Evidence Investing

 
Housing Prices 03/16/2010
 
I think its fair to assume that most people would agree that we are not out of the woods yet, but I get the feeling that people are getting ansy... to buy at these 'cheap, cheap prices.'  Just how much lower can housing/real estate prices go??  Well, to look at that question, I would like to show a really excellent bit of research done by Ironman at his top-quality blog (PoliticalCalculations).  

We can look at housing prices related to the past to try to get a handle on this, but the problem is that there are so many factors (inflation, jobs, supply/demand, etc, etc) that it makes it a really tough multi-varient problem to figure out a housing price predictor that works half way decent...

In his post (A Better Method for Detecting Housing Bubbles), he says:  

"But what would be a better method for determining whether house prices might be in a bubble? Is there a way to detect a bubble forming in its earliest stages? 

We think we've developed a better method, which is in part based upon our observations of age and income driven spending. What we found is that personal spending for housing was a very strong function of personal income. 

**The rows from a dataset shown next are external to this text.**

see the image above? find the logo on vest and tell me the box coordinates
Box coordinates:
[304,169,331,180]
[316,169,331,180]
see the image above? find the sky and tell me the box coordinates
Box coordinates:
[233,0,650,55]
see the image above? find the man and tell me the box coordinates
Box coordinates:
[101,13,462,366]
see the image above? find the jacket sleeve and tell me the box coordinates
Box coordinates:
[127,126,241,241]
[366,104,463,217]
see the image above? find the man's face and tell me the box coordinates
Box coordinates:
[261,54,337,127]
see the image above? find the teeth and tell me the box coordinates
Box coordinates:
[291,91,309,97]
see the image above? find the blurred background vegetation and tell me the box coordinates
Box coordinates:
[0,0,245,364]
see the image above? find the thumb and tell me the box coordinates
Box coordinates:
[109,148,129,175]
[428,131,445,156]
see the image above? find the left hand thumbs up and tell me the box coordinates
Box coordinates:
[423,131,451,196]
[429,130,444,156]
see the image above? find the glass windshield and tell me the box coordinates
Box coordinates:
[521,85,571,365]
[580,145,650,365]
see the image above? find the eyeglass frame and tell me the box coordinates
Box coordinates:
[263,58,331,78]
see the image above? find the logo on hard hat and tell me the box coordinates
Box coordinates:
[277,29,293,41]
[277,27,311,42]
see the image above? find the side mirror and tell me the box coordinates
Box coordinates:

That observation gives us an alternative way to determine how much Americans of a given income spend on housing and given the strong correlation between income and housing expenditures, we can substitute personal income in place of the measure of rent used by the federal government. We can then plot non-inflation-adjusted house prices against that personal income, which would give us insight into not just whether house prices have decoupled from the economic fundamentals supporting them, but when as well. 

We did just that with median house prices and median household income in the United States since 1967.  What we find from our chart is that the U.S. housing bubble clearly began in 2000, with a distinct deviation away from the two otherwise linear trends that we observe in the data."